İçinden geçtiğimiz süreçte bunalımlı günler yaşıyoruz demek yerinde bir tesbit olur zannımca. Dünya üzere taşlar yerinden oynuyor. Ülkemde tüm bunlardan pekâlâ nasibini alıyor almasına ancak bu nasip nasıl bir nasip sorusu geliyordur her düşünen bireyin aklına.
Emperyal A.B.D yine sözde büyük ağabeyliğe soyundu topraklarımız içinde. Kanada yeraltı kaynaklarımıza gözünü dikti son zamanlarda. Zamların ardı arkası kesilmiyor, orman katliamı, insan katliamı hat safhada. Farkında isek kadın, çocuk, doğa yine katlediliyor egemen güçler tarafından. Sınırlarımızdaki savaş hali ise cabası.
Sözün özeti; Kapitalizm ağlarını yine örüyor dünya üzere. Leş kargaları çöreklenmiş ülkeme. Hem içeriden hem dışarıdan. Canım ülkem zor günler yaşıyor. Ülkem insanı ise hem tüm bu olumsuzlukları yaşıyor hem de gününü kurtarmaya çalışıyor canhıraş.

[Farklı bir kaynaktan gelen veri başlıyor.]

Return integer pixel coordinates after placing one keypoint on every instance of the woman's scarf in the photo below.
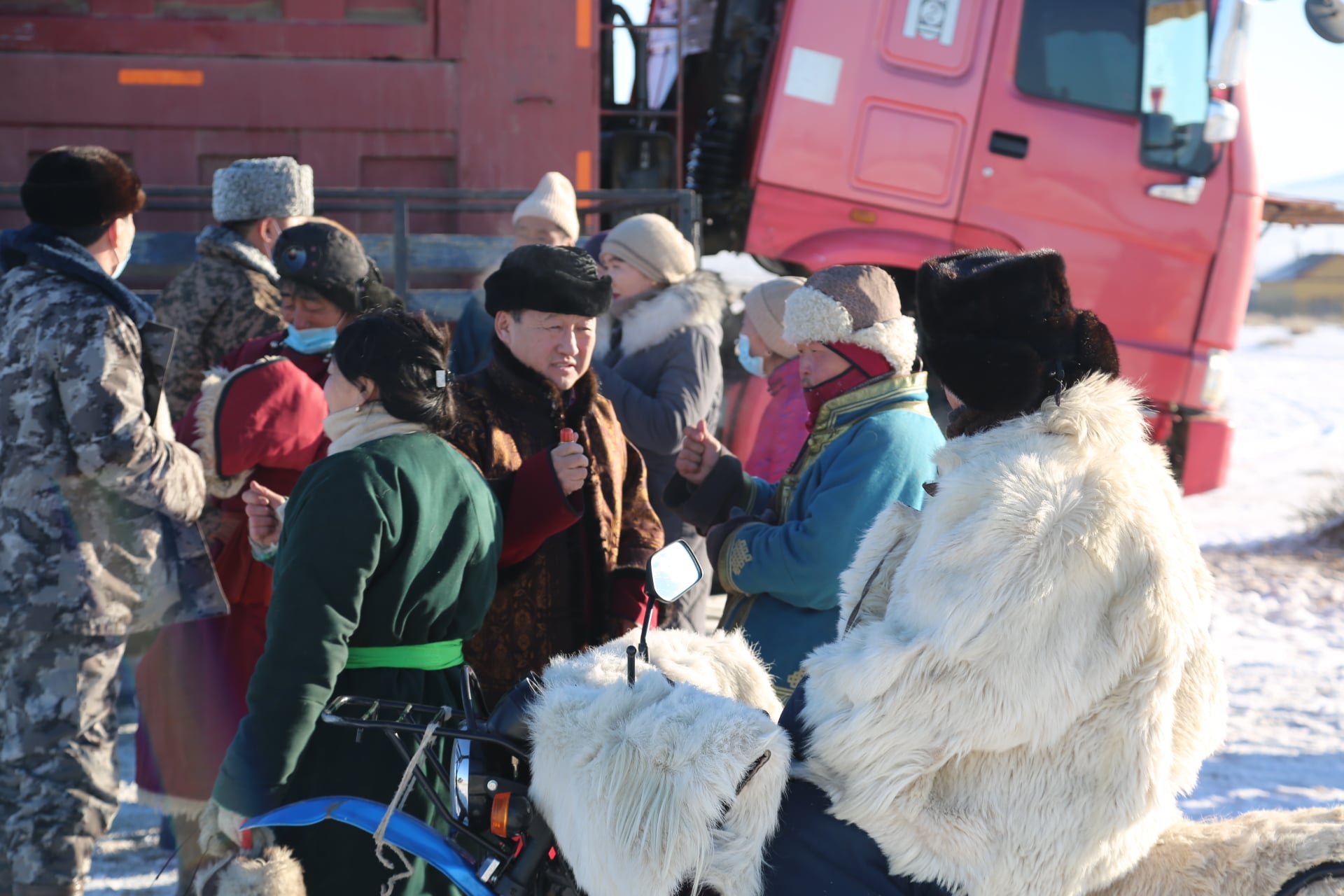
(363, 424)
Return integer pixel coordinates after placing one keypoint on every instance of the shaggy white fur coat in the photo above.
(640, 782)
(1030, 681)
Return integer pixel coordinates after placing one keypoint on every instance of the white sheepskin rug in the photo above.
(640, 783)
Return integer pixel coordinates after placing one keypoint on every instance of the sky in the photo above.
(1294, 80)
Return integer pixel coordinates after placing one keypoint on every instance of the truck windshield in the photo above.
(1147, 58)
(1082, 52)
(1175, 92)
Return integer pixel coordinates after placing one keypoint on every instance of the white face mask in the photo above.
(124, 260)
(121, 265)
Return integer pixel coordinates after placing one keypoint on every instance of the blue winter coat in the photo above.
(869, 449)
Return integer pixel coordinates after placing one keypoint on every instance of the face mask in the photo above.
(750, 363)
(121, 265)
(311, 342)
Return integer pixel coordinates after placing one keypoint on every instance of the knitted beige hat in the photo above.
(553, 200)
(853, 304)
(654, 246)
(251, 188)
(765, 305)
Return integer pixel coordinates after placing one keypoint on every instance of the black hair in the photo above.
(403, 355)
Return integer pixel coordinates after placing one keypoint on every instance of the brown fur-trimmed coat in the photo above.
(504, 415)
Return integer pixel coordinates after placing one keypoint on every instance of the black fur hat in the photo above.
(76, 187)
(556, 280)
(1002, 332)
(332, 261)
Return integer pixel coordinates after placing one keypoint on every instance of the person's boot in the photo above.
(48, 890)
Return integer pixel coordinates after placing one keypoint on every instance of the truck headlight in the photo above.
(1217, 377)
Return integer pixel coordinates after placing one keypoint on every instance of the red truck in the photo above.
(816, 132)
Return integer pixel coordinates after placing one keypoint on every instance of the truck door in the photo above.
(1086, 109)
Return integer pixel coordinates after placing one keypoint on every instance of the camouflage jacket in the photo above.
(96, 500)
(226, 298)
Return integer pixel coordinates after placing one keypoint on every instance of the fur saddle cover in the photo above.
(1252, 855)
(270, 872)
(640, 783)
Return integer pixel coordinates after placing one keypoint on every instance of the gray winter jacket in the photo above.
(660, 368)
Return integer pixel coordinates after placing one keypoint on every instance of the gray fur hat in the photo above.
(253, 188)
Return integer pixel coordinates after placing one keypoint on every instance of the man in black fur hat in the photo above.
(578, 526)
(96, 504)
(1028, 647)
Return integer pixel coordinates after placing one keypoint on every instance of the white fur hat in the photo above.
(855, 304)
(654, 246)
(553, 200)
(252, 188)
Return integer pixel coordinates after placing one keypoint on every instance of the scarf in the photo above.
(42, 245)
(363, 424)
(225, 244)
(864, 365)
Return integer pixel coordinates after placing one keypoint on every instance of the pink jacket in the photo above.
(783, 426)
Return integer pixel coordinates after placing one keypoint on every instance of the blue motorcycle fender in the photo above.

Oysa insan evladı iyi şeylere lâyıktir lâyık olmasına ancak rufailer mâni oluyor güzellikler yaşamasına.
Hiç akla gelmiyor mu insanlar aç kalırsa neler olur?
Hiç akla gelmiyor mu insanlar eğitime ulaşamayınca neler olur?
Hiç akla gelmiyor mu insanlar sağlığa erişemeyince neler olur?
Hiç akla gelmiyor mu devlet kamucu ve sosyal olmayınca neler olur?
Hiç akla gelmiyor mu huzura kavuşamayınca neler olur?
Hiç akla gelmiyor mu refaha ulaşamayınca neler olur?
Hiç akla gelmiyor mu kurda kuşa teslim edilmiş olur.
Oysa değil mi ki jeopolitik önemi bir yana, bereketli topraklar üzerindeki ülkem, değişen dünya düzeninde hak ettiği yerini alsın ve bu yoldaki hamlelerle insanına gün ve gelecek refahı inşa etsin.
Yazık değil mi?
Anlatmak, anlatmak, anlatmak gerek.
Sağlıcakla..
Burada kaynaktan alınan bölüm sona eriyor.